Elsewhere there is fear and uncertainty. Here optimism trumps all.
When asked about economic globalisation, 60% of people said it is a good thing and only 23% think it is bad for China.
While some China watchers are warning that this country's mounting local government debt could mean that a hard landing is on the way, Chinese people don't appear to share this pessimism.
Nearly 90% of respondents amongst this group of 3,154, interviewed face-to-face in China earlier this year, think that the state of their country's economy is either "very good" or "somewhat good".
Looking into the future things will apparently get even better: 76% of people think the economy will improve over the next 12 months, 70% said their personal financial situation will improve and eight out of 10 people believe that their children will have a better standard of living than they do.
Bread and butter issues
It's not that people are without concerns.
"Corrupt officials" is at the top of the table when it comes to people's worries (83% said this was a "very big" or "moderately big" problem) and yet here too we see optimism.
Some 64% of them said that President Xi Jinping's massive anti-corruption drive would improve the situation over the next five years.

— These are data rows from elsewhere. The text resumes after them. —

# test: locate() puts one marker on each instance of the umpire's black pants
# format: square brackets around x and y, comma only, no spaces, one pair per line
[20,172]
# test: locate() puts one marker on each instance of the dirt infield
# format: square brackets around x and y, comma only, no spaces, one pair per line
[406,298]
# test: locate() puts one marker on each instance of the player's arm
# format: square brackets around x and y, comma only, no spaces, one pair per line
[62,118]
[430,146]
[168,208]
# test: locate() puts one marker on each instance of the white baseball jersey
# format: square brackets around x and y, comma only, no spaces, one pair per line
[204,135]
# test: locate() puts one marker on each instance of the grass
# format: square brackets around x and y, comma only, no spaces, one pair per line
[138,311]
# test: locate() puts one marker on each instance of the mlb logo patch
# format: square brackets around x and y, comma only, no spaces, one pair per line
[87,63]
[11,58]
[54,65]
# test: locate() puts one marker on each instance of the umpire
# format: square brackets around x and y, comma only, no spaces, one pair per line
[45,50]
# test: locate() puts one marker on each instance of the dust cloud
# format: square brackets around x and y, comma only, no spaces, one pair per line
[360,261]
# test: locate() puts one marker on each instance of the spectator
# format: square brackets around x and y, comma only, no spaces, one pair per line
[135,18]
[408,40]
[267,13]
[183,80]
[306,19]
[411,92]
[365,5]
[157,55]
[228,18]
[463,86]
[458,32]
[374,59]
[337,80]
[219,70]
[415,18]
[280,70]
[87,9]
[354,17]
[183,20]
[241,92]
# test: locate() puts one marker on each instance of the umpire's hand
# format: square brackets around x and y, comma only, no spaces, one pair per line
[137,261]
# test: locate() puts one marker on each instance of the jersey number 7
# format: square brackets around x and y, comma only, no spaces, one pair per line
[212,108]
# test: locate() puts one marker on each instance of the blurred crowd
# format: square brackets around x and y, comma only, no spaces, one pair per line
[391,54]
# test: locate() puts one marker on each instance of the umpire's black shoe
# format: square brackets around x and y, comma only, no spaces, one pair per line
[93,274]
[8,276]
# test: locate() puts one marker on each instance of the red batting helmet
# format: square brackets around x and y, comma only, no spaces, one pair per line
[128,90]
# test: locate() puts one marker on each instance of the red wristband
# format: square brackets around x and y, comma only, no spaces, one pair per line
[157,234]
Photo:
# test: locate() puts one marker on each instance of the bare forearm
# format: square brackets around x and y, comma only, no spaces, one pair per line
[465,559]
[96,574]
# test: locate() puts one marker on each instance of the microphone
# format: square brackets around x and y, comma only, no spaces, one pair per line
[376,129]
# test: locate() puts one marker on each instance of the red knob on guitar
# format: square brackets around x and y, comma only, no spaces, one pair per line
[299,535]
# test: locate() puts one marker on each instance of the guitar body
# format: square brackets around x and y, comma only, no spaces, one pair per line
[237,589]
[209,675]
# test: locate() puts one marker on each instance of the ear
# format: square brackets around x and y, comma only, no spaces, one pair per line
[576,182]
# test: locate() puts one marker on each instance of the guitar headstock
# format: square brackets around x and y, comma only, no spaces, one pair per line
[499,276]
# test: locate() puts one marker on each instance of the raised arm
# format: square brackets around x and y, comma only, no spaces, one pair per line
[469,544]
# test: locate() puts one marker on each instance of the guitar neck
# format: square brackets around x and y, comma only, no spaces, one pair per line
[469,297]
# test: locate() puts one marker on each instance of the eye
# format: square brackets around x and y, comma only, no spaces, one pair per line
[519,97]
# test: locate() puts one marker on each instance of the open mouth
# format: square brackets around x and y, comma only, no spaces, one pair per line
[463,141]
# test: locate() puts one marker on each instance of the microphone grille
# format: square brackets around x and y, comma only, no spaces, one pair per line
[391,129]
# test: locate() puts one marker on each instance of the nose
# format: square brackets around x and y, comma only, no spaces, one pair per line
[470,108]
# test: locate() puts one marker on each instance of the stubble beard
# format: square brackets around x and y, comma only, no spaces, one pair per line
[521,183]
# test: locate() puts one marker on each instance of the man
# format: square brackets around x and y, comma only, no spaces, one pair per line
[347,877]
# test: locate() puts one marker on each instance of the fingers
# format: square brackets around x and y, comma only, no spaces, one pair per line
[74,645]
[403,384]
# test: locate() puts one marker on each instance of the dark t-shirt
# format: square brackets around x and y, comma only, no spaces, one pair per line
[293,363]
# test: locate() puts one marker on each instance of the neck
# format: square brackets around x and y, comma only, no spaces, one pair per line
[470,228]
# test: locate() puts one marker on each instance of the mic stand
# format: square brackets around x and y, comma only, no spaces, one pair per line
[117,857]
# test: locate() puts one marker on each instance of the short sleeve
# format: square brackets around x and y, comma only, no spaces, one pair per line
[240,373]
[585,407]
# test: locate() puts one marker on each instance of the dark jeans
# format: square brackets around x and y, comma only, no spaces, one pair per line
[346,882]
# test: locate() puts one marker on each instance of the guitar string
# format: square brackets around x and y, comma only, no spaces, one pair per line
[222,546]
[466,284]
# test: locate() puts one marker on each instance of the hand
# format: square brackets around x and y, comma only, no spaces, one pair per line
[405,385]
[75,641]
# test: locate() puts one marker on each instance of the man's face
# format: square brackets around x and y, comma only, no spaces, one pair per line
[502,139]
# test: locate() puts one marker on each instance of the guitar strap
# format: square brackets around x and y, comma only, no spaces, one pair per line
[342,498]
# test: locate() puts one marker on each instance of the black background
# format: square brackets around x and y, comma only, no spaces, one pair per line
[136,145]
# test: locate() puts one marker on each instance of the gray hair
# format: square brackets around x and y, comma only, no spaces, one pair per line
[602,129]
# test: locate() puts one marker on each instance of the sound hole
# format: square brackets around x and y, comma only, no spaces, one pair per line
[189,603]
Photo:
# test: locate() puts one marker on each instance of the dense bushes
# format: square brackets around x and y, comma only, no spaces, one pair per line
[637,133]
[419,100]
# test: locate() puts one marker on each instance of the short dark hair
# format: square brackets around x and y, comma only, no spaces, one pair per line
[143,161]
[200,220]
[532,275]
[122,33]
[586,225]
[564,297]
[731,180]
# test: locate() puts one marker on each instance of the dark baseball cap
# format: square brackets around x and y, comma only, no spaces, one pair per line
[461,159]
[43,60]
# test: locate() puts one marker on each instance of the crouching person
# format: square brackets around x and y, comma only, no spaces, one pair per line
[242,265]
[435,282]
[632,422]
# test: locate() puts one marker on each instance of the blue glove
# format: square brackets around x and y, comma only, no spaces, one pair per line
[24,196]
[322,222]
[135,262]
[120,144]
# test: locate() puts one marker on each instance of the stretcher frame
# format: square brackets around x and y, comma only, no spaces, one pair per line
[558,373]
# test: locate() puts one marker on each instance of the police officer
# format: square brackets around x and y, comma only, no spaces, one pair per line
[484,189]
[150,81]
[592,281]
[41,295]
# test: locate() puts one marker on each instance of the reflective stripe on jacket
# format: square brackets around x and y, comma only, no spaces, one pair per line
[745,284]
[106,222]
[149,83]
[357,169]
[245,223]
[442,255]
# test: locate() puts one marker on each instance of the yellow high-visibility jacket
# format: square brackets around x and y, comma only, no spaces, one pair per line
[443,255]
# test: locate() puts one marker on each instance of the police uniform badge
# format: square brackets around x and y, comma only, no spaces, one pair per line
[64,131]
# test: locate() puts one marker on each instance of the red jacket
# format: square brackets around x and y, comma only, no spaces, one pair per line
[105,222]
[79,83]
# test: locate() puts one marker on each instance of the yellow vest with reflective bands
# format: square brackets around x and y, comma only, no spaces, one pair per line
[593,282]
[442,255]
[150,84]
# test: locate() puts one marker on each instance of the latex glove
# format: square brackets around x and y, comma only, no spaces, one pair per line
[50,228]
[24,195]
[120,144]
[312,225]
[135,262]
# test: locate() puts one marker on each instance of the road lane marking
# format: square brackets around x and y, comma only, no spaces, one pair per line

Running down the concern list, an alarmingly high number of people see income inequality and the safety of food and medicine as "very big" problems.
This should give the Chinese Communist Party pause for concern.
If you enjoy monopoly power on the basis that you are delivering "socialism with Chinese characteristics" then a small group of ultra-rich driving around in their sports cars and showing off their wealth while most struggle to pay the rent is surely at odds with your central message.
Then, if ordinary Chinese people can't even trust the food and medicine they are giving their children, the possibility for social unrest over bread and butter issues is looming large.
The environment also emerges as a massive challenge with water and air pollution at the front of people's minds.
Air pollution is so bad in China that half of those polled said their country should fight air pollution harder even if it means sacrificing economic growth.
Only 24% saw air deterioration as a necessary price to pay.
When it comes to the war of ideas in the top echelons of power here, those ministers in favour of tougher environmental protection measures could do worse than table this research.
A "major threat" to China?
The South China Sea and other geo-strategic tensions offer some of the most bleak opinions.
Nearly six out of 10 people think that territorial pressures with neighbours could lead to military conflict; 77% say their way of life needs to be protected from "foreign influence" (up by 13 percentage points since 2002) and only 22% say China should help other nations.
Regarding relations with rival superpower the United States people views are complex and, at times, seemingly contradictory.
Around half of Chinese respondents rated the US favourably but more than half think that Washington is trying to prevent China from becoming an equal power.
About 45% said that US power and influence poses a "major threat" to China. In fact the US came in at number one as the top international threat to the country.
It's interesting that some would see the Obama administration's so-called "pivot to Asia" as a greater threat than say jihadist extremist groups just across the western border promoting bloody conflict in China's vast Muslim region of Xinjiang.
Either way, whatever the perceived threat, China is seen as becoming ever more important and with ever more power at its disposal.
Information is being controlled here ever more tightly - whether it is coming from the traditional media or sources online - so some analysts will see these views as the inevitable result of messages being delivered to the Chinese people by their government.
This may the be case but, in a world where politicians in various countries are accused of exploiting people's fear and insecurity, could it be that a quarter of the globe's population are going around with a smile on their dial because every day they look out the window and to them it just gets better and better?